Mandelson rejects euro talk claim

Lord Mandelson
Lord Mandelson was a European Trade Commissioner for four years

Lord Mandelson has denied telling the head of the European Commission the UK was ready to join the euro.

Jose Manuel Barroso sparked feverish speculation after saying he had spoken to UK politicians about the idea.

But Lord Mandelson who worked with Mr Barroso for four years rejected claims the EC President was referring to him.

The business secretary said he still favoured eventual UK entry but could not remember speaking to Mr Barroso about it recently.

He told BBC Radio 4's Today programme: "I haven't had a discussion in my memory, with Mr Barroso about this.

"I think I might have exchanged words when I first went to the Commission in 2004 but not since, no.

"My view is that the government is right to maintain a long-term policy objective of taking Britain into the euro, but it's not for now."

'No plans'

In an interview with French radio, Mr Barroso said the UK was "closer than ever before" to joining the euro.

Hs said that British politicians were considering the move because of the effects of the global credit crunch.

But Downing Street said its position on the single currency remained the same and that it had "no plans" to join.

"Our position hasn't changed... we have no plans to join the euro," No 10 said.

In 1997 Gordon Brown, seen as less keen on the euro than Tony Blair, set five economic tests which had to be met before ministers would recommend UK euro entry and holding a referendum.

The key test is whether the UK economy is coming together with those of countries in the eurozone and whether this can be sustained in the long-term. The second test, linked to this, is whether there is sufficient flexibility to cope with economic change.

'Closer than ever'

The remaining three tests assess the impact of joining the euro on jobs, foreign investment and the financial services industry.

Opinion polls have suggested that any vote on scrapping the pound and adopting the euro would be lost, and in the UK the currency has not been a significant political issue for years.

In his interview Mr Barroso acknowledged "the majority" of British people continued to oppose joining the eurozone.

But he said the recent economic uncertainty had made the currency a far more attractive option.

In the RTL radio/LCI television broadcast, the former prime minister of Portugal said: "We are now closer than ever before.

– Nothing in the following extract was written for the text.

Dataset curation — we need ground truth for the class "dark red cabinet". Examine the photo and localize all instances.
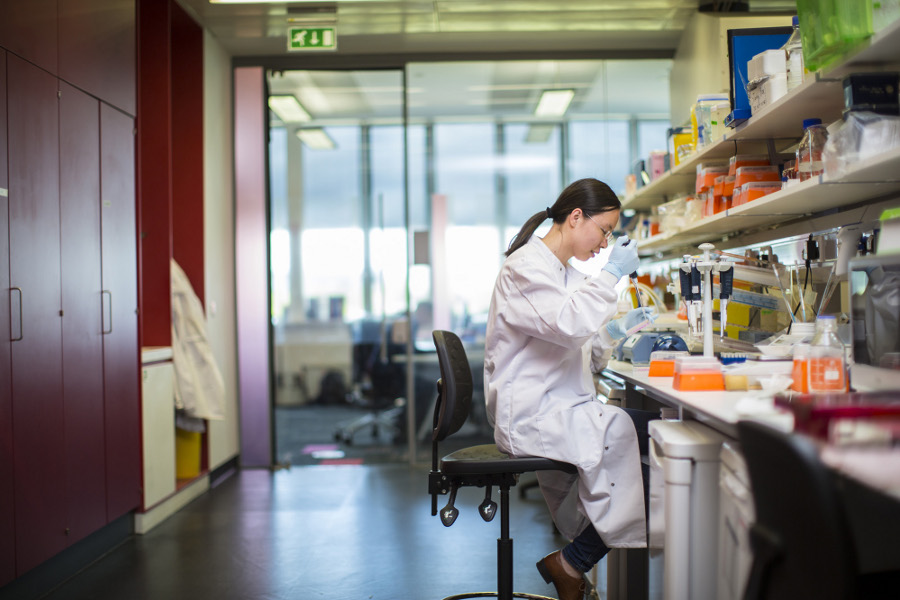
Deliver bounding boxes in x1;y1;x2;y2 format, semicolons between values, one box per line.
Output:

"I'm not going to break the confidentiality of certain conversations, but some British politicians have already told me, 'If we had the euro, we would have been better off'."

He said the current poor economic situation had emphasised the importance of the euro to the UK, but added he believed a move would not take place in the immediate future.

"I know that the majority in Britain are still opposed, but there is a period of consideration under way and the people who matter in Britain are currently thinking about it," he said.


Convergence with eurozone

Enough flexibility to adapt

Impact on jobs
Impact on financial services
Impact on foreign investment

The value of sterling compared with other currencies has fallen during the credit crunch, and the UK government has had to spend massively in recent months to try to support the economy.

A Downing Street spokesman said: "We have no comment on this. Our position on the euro is the same. We have no plans to join the euro."

The UK's opposition Conservative Party opposes adopting the euro.

Shadow foreign secretary William Hague said: "It is extraordinary that certain politicians are whispering to the EU Commission about joining the euro behind the British people's backs.

"Keeping the pound is vital for Britain's economic future. We need interest rates that are right for Britain, not the rest of Europe. There are no circumstances in which the next Conservative government will propose joining the euro."